With the US economy close to full employment and inflation headed toward the Federal Reserve’s 2 percent goal, it “makes sense” for the US central bank to gradually lift interest rates, Reuters reports, citing Fed chair Janet Yellen.
“Waiting too long to begin moving toward the neutral rate could risk a nasty surprise down the road — either too much inflation, financial instability, or both,” Yellen told the Commonwealth Club of California in San Francisco.
“In that scenario, we could be forced to raise interest rates rapidly, which in turn could push the economy into a new recession.”

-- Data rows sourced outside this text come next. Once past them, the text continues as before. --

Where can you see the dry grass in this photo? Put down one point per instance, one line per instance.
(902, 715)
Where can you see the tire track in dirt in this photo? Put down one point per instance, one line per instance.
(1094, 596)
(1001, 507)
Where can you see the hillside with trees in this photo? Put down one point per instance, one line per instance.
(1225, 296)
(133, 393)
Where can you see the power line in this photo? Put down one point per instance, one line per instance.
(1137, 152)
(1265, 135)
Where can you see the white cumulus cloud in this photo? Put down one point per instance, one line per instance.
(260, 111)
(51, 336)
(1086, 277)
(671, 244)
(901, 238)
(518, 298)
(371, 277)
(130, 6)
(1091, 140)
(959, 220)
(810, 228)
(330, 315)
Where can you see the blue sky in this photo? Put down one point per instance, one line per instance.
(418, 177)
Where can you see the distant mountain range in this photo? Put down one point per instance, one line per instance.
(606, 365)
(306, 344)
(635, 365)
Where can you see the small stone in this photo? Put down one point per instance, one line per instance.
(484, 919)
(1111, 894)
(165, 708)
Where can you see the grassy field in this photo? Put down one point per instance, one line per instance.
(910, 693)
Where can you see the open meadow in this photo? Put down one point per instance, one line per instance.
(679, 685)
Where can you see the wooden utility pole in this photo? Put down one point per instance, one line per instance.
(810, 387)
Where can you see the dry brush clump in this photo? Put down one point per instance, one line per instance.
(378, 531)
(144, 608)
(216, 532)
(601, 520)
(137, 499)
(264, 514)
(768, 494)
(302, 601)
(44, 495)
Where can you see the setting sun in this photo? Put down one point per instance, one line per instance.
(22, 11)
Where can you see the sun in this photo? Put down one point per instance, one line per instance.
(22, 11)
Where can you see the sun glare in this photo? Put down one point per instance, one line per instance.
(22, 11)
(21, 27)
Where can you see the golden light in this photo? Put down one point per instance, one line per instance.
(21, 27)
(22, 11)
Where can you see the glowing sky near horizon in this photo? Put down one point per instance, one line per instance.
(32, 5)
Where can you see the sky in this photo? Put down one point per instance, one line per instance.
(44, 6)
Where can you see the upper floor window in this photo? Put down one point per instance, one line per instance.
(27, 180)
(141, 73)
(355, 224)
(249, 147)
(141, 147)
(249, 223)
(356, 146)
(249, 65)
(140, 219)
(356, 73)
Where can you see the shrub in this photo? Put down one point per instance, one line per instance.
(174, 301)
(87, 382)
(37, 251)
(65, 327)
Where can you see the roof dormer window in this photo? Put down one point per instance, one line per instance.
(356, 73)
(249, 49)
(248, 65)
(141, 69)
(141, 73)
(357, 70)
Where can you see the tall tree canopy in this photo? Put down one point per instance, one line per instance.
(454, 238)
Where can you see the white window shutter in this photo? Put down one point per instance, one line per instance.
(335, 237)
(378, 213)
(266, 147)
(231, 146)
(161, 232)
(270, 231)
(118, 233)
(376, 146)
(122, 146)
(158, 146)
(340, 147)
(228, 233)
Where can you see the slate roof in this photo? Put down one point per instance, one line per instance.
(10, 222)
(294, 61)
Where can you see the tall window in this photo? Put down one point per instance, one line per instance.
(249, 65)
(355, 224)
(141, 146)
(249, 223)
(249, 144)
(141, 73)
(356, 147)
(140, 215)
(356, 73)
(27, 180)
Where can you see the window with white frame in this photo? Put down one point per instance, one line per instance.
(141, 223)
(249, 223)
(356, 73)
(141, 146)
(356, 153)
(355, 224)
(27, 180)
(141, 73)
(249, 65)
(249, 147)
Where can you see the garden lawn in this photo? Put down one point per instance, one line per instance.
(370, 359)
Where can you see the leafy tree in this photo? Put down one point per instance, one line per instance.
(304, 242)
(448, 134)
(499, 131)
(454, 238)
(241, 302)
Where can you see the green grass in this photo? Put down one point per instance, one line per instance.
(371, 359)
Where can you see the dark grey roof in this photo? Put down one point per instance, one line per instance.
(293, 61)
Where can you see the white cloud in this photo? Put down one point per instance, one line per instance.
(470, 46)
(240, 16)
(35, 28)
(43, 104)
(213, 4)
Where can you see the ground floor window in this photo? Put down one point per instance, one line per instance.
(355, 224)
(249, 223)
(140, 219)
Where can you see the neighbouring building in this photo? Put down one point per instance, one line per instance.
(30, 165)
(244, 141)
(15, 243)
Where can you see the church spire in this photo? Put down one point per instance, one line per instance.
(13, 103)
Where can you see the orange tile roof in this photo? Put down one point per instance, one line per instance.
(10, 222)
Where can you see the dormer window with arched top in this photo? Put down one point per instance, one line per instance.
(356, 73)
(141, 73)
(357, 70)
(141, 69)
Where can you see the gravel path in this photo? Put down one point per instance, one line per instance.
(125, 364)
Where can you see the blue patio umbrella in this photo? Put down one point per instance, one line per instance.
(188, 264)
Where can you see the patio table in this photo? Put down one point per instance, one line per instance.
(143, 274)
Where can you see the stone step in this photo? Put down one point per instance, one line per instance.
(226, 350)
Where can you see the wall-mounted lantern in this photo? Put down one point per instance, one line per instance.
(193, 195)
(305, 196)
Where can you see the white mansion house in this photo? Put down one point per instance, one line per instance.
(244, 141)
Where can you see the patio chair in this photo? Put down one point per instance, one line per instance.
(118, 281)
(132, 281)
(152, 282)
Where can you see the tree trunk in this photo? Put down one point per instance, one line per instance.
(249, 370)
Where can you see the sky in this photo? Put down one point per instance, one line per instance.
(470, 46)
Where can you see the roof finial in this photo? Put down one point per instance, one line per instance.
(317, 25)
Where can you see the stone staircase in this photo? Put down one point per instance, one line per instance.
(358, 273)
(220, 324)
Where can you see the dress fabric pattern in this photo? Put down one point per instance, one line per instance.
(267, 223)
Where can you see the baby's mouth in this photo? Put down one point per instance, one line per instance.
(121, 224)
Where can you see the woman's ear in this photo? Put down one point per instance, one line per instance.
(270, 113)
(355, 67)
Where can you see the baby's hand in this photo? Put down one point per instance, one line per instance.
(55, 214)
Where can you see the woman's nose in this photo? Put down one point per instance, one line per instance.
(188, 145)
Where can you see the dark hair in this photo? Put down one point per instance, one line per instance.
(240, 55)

The Fed raised short-term rates last month for only the second time since the 2007-2009 financial crisis, when it slashed rates to near zero and began buying massive amounts of Treasuries and mortgage-backed securities to push down long-term borrowing costs.
The rate increase in December reflected confidence the U.S. economy will continue to recover, Yellen said.
The Fed chief said that she and other Fed policymakers expected the central bank to lift its key benchmark short-term rate “a few times a year” through 2019, putting it near the long-term sustainable rate of 3 percent.
That pace could change depending on how the outlook for the economy develops, Yellen said.
“The economy is vast and vastly complex, and its path can take surprising twists and turns.”
Benchmark US Treasury yields rose and the dollar strengthened after the remarks. Yellen said asset valuations including stock prices in part reflect expectations that the Fed will normalize rates faster than other central banks.